My Kimono Life In Melbourne//メルボルンでの着物生活をちょっと紹介
2014/03/31 (Mon) 娘の7歳のお祝いに

月日はどんどん過ぎますね・・ 大丈夫でしょうか 私? 

最近やっと下の息子が幼稚園に行き始めました。週2.3日ではありますが、自分の時間が数時間持てるようになりました。上の娘が産まれてここまでくるのに7年以上待ちました。

時には自分の時間が持てず、行きたいところにも行けず、イライラしたこともありましたが 絶対子育ては幼稚園に行くまでは100%時間がある限り向き合っていたい という意思は変わらなかったので、それが出来たことは嬉しいです。

そろそろ子供の方から外の世界に歩き出して行く時になりましたので、ちょこちょこ自分のやりたかった事にも手をだして行こうと思います。

一番に娘の七歳のお祝いに着物を着せました。いつもいつも私の着付けの練習代になってくれる娘 男児の袴も文句をいわず着てくれるいい子です。

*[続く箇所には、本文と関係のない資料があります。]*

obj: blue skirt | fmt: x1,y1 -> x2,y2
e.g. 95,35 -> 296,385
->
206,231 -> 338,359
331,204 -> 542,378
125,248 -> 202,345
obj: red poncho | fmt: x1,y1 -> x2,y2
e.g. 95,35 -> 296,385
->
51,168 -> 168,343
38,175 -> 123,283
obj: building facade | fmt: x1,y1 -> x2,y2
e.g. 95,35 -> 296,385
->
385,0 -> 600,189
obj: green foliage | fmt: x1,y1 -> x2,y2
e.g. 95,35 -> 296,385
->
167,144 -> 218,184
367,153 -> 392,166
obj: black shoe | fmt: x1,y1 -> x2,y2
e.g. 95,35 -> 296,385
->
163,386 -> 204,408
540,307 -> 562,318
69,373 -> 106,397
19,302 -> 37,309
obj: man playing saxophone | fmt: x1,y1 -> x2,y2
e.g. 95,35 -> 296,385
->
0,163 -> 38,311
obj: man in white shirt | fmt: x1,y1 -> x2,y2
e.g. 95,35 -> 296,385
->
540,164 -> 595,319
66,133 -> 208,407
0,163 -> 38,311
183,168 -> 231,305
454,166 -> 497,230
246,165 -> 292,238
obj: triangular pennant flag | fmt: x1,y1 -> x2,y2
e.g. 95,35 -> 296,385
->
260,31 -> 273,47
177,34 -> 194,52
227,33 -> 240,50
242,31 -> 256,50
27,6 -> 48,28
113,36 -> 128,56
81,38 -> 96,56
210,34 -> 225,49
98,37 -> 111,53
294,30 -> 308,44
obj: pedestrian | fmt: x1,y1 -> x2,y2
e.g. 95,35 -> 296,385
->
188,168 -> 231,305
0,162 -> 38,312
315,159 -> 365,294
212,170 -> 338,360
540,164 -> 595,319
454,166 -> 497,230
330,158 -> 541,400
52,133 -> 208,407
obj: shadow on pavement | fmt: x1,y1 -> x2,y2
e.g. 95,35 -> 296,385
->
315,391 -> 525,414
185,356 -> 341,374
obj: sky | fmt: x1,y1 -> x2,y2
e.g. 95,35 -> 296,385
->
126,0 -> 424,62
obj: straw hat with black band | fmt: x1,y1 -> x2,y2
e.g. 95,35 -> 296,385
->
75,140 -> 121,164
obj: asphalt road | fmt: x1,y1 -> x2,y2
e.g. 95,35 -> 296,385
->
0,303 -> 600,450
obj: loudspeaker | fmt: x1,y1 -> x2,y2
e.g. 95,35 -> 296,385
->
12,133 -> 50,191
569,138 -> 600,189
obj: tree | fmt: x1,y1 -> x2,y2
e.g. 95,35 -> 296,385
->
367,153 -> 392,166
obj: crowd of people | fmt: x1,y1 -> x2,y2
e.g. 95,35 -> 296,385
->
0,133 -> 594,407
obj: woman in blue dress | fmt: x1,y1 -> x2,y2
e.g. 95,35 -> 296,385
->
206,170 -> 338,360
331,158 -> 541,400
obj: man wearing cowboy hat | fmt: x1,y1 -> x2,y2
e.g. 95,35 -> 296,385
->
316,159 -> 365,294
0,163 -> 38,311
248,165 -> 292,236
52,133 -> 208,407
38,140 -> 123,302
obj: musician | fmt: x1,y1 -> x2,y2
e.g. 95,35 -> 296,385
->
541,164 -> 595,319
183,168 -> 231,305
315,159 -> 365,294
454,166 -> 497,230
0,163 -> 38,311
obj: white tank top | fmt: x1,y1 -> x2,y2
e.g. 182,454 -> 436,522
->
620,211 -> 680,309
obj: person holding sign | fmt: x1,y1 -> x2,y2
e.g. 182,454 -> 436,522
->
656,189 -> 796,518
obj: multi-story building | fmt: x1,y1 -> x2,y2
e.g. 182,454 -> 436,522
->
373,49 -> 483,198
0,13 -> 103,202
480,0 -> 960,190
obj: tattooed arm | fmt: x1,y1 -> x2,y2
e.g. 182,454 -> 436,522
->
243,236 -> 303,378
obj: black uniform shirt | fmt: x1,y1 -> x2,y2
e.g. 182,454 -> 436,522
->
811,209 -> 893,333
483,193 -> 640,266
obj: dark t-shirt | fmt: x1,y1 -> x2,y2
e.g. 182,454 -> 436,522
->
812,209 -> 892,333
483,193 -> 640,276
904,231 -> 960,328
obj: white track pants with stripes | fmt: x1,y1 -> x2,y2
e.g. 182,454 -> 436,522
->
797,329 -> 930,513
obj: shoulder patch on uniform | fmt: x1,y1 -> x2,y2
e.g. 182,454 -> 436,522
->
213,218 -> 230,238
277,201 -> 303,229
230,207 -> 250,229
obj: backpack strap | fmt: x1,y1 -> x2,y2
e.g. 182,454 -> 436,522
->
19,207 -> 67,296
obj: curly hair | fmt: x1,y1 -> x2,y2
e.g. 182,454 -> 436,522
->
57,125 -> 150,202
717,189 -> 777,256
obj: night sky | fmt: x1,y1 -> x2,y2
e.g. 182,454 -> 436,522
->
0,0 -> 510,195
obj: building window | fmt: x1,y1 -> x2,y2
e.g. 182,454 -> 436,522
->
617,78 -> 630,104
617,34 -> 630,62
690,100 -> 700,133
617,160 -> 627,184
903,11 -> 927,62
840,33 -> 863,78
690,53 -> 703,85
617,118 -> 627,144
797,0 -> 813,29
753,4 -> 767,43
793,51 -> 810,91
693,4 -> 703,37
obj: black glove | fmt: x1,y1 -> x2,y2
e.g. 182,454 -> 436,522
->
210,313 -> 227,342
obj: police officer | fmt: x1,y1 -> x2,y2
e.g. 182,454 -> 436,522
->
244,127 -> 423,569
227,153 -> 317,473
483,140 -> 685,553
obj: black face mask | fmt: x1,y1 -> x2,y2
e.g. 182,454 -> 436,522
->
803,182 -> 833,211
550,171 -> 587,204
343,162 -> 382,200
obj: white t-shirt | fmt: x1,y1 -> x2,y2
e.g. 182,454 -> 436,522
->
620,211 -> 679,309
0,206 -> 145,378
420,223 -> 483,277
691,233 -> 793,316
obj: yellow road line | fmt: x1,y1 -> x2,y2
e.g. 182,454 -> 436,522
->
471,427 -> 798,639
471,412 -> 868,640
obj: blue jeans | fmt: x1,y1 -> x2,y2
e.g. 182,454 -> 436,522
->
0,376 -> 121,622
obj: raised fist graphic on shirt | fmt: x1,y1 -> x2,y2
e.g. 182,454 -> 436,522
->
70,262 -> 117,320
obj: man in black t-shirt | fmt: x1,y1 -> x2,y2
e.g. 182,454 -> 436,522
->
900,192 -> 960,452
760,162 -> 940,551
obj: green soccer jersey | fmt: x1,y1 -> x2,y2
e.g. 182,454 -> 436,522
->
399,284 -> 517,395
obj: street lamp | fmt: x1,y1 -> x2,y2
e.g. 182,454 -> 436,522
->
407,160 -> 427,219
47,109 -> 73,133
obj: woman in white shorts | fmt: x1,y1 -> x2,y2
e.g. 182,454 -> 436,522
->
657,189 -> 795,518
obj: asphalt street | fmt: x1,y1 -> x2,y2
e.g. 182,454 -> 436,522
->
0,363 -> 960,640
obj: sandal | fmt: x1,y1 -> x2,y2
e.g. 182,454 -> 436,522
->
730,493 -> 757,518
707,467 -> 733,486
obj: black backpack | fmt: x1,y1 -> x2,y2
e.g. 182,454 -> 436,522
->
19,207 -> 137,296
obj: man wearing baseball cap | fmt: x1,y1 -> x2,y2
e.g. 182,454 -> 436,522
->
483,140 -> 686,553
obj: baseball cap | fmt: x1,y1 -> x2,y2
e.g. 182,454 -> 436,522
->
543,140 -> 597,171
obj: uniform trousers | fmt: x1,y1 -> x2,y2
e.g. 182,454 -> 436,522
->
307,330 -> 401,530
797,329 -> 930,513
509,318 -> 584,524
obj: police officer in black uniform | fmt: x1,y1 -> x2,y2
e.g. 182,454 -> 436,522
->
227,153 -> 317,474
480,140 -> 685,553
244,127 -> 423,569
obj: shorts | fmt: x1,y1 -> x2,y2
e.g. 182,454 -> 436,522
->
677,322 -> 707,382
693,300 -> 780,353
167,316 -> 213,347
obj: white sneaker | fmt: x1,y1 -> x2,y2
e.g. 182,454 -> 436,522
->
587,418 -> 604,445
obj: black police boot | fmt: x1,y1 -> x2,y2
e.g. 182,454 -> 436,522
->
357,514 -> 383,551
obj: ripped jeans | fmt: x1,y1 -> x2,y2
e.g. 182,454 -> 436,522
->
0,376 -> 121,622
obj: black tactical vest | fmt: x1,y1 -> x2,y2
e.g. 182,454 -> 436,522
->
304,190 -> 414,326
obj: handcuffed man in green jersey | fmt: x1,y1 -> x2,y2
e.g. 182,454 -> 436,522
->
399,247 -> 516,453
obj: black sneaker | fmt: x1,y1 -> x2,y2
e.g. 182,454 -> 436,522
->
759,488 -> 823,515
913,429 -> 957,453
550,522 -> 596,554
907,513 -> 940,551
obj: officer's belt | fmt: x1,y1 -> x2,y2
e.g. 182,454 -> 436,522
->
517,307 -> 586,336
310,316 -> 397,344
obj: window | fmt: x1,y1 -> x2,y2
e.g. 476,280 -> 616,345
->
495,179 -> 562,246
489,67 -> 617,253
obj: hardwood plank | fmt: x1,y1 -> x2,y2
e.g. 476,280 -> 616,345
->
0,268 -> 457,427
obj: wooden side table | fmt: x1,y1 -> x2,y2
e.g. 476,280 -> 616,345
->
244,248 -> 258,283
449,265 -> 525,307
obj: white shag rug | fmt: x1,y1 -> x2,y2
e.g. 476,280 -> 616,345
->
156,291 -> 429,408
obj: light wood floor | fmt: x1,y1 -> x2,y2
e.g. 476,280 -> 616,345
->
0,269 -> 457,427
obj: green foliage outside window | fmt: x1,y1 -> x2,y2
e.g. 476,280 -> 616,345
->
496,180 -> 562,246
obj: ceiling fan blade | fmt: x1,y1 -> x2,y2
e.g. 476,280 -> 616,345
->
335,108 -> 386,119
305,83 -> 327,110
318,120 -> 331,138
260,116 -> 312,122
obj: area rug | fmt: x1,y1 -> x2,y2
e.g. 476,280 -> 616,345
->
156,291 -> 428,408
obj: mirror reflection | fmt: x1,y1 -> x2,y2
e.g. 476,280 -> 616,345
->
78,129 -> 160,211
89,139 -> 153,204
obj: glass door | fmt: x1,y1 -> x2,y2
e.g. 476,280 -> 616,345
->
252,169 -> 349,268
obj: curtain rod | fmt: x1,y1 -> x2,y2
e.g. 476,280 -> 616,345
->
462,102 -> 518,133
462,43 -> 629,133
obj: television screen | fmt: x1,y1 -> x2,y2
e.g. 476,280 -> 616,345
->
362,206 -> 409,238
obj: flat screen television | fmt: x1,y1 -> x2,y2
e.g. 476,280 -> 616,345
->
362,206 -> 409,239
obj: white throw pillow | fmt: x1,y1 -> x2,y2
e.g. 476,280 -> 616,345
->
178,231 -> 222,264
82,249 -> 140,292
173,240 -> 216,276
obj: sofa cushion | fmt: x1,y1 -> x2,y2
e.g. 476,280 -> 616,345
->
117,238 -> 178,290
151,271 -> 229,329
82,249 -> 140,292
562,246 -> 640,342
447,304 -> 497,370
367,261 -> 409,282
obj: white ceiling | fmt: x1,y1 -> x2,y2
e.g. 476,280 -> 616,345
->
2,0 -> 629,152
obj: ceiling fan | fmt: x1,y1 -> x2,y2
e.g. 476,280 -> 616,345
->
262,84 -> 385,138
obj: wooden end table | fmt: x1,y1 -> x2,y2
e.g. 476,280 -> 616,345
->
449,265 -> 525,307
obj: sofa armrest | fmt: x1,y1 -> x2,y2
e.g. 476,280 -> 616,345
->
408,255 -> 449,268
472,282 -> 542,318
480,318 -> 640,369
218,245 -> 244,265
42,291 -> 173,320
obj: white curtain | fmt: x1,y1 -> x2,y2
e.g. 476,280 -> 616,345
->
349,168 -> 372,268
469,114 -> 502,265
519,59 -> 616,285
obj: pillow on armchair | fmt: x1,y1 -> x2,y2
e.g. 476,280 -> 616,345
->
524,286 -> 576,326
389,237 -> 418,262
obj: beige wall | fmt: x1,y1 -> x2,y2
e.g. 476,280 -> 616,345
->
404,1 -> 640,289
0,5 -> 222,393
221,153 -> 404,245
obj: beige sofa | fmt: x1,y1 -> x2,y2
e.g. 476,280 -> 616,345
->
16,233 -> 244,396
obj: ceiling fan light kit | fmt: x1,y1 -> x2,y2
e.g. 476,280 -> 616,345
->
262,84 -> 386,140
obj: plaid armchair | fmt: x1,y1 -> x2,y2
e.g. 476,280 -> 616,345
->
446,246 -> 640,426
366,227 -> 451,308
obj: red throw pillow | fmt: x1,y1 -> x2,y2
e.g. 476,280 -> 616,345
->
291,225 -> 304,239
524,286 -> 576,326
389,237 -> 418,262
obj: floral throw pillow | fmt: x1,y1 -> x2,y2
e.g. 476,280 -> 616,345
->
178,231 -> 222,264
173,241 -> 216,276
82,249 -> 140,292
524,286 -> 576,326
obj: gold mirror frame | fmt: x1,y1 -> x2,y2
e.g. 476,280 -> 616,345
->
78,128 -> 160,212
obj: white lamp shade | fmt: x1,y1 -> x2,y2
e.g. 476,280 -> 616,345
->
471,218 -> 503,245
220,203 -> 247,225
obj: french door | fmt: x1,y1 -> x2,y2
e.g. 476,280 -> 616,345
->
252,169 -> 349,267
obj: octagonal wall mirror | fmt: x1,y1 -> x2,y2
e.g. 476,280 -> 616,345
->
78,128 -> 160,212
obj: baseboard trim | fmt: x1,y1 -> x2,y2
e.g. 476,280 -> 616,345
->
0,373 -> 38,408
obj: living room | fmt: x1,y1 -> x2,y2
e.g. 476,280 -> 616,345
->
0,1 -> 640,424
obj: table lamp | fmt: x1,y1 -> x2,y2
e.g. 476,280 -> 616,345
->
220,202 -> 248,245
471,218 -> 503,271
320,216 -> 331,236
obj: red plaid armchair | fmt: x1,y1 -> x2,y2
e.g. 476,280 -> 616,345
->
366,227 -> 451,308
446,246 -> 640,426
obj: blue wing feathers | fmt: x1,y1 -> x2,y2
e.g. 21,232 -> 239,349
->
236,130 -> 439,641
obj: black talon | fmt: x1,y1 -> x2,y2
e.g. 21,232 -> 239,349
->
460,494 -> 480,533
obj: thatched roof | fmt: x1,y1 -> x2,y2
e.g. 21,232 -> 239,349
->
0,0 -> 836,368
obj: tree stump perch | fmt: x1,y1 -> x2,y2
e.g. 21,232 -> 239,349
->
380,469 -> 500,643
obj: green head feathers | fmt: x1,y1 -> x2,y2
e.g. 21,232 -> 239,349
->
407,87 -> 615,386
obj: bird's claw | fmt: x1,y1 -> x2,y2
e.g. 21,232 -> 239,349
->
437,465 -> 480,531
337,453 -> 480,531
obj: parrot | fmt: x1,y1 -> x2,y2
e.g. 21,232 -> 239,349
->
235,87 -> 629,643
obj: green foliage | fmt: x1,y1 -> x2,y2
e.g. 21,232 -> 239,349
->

この日は練習台ではなく彼女のためにスタイリング&着付けです。

何度も家でリハーサルして帯結びも練習して・・でそれも文句も言わず必死に耐えてました。 

普通の子なら着物を着せてもらう事は特別な事なんでしょうけどウチの場合は何度となく練習台で着せられているので、「また~?」ってな顔で付き合ってくれてます。 笑

最初は古典的なオレンジ着物、1度日本で買ってきた違う着物を着せてみたのですが、納得いかずもう一度違うものをネットで購入しました。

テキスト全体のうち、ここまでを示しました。